America has an uneasy relationship with the idea of the unpaid internship. On the one hand, it’s a way for young people to get some experience and learn some things. On the other, it’s a form of resume-building that’s rigged in favor of kids who can afford it—and especially of kids whose connections can get them hired.
It seems that this awkwardness goes all the way to the top. At the White House, interns work throughout the Executive Office of the President. Some read letters and staff events, while others help with research or write memos. Applications are available to anyone on the White House’s website, and at first blush, it seems like a wonderfully democratic opportunity. “The White House Internship Program’s mission is to make the ‘People’s House’ accessible to future leaders from around the nation,” the site announces.
Alas, the actual roster of the outgoing class is not quite as egalitarian as the online hype, or president’s general political rhetoric, would suggest.
The list of interns who toiled in the executive mansion during the summer of 2013 included the offspring of Ron Klain, the former Joe Biden former chief of staff; Steve Rattner, the financier and onetime car czar; Don Baer, the communications powerhouse and former Clinton administration speechwriter; and Margaret Hamburg, the Food and Drug Administration commissioner. There’s also a young man named Summers, whose father will not be chairing the Federal Reserve—though it’s safe to say his family had a certain familiarity with the White House and other corridors of power before he landed that internship.
The proud parents of the class of 2013 also included Raghuveer Nayak, a Chicago democratic donor and fundraiser for former Illinois pols Jesse Jackson Jr. and Rod Blagojevich (he also donated $19,800 to Obama between 2004 and 2009). There was also a scion of the Lerner family, the real estate titans who own the Washington Nationals, and children of at least two different VIPs among influential Washington law firms: Winston & Strawn’s Timothy Broas and Holland & Knight’s Rich Gold.
All in all, 44 of this year’s 147 interns attended Ivy League schools. That’s precisely the same number as attended all of the country’s state schools. Some 18 of those 44 Ivy-credentialed had, like the president, studied at Harvard. And a full 7 of this year’s interns went to the same high school: D.C.’s pricy Georgetown Day School, which produced more interns than the states of Florida, Pennsylvania, or Illinois.
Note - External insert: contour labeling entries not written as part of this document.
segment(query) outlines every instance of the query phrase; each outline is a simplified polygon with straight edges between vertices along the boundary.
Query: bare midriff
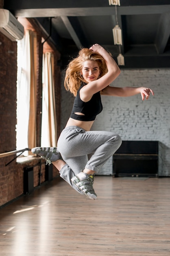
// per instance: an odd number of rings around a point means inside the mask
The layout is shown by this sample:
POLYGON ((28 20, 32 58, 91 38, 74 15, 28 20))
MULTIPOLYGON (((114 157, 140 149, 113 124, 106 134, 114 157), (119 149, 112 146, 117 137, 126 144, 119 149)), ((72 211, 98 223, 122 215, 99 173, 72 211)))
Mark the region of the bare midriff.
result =
POLYGON ((68 120, 66 127, 68 126, 76 126, 84 129, 86 131, 89 131, 94 121, 80 121, 70 117, 68 120))

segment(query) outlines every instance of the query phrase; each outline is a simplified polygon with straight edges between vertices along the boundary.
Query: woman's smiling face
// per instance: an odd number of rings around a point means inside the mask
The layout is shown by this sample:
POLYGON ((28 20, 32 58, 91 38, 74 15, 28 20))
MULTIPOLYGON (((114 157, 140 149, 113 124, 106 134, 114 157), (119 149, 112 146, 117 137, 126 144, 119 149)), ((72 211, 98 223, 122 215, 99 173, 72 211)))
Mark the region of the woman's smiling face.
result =
POLYGON ((100 70, 97 61, 85 61, 81 72, 84 79, 87 83, 96 80, 100 75, 100 70))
Comic hypocrisy alert: The reason I know about that particular cabal is that I went there too. And, before my time, so did two of my editors.
Which brings us to the essential awkwardness of internships. None of the interns did anything wrong in accepting the internship, and there’s nothing to suggest any of them were unqualified. And parents everywhere advocate for their kids. Still, the class hardly seems to represent a cross section of the nation.
The White House declined to comment on its intern selection process. So I called the current expert on Beltway logrolling, who seemed unsurprised. “I’m guessing that a lot of these jobs started with a higher level phone call,” said Mark Leibovich, the author of This Town.
“It’s obviously a very, very small town,” Leibovich said. “This is all sort of a piece of the political-media class all swimming in the same fishbowl of elite schools and privileged environments.” So it’s not surprising, he said, that “the Obama administration has become a full employment service” for the next generation of that elite insider class.
It’s not just the White House that works this way. Unpaid internships have come increasingly under fire since Fox Searchlight Pictures interns Eric Glatt and Alexander Footman sued the company in 2011 and won the suit this summer. Federal District Court judge William H. Pauley III ruled in favor of the interns and called for companies to adhere to Department of Labor requirements for unpaid interns. Under those guidelines, an internship must be for the benefit and education of the intern, and the intern must not be helping the employer’s work. But those rules don’t apply to the government. According to Ross Perlin, the author of Intern Nation, Congress and the White House rely heavily on unpaid labor.
A recently launched operation called the Fair Pay Campaign aims to bring attention to the White House’s failure to pay its interns. Mikey Franklin, the campaign’s founder, said the White House is just the first target in his crusade against the rise of the unpaid internship. “It’s an obvious place to start,” he said, because the White House should be a model for the rest of the country. “It’s a particularly egregious case.”
“Internships turn even more on nepotism and personal connections than regular jobs do,” said Perlin. “To my knowledge, not a single politician at the national level has stepped up and even said ‘I’m going to pay all my interns.’ No one has stepped up and made this an issue. They take [interns] for granted….It’s something they want to use as a way to do favors for people.”
It’s not exactly clear, however, that paying political interns would change this dynamic. Beyond remuneration, there are obstacles of access: Members of the elite class are more likely to know about and apply to fancy internships.
And if the pay changed but the employees did not, the whole process might be even more unseemly. “I think it’s easier for [the White House not to pay its interns] optically,” Leibovich said. “If they were paid, [this] would be more damning.” Onlookers would be up in arms about the White House exacerbating social stratification, and paying the beneficiaries along the way.
As things are, the only benefit is an internship for which self-made kids are celebrated as heroes in hometown newspapers across the country. But for some of the interns, the gig is par for the course; when you can afford to go without pay, it’s just another notch on the resume.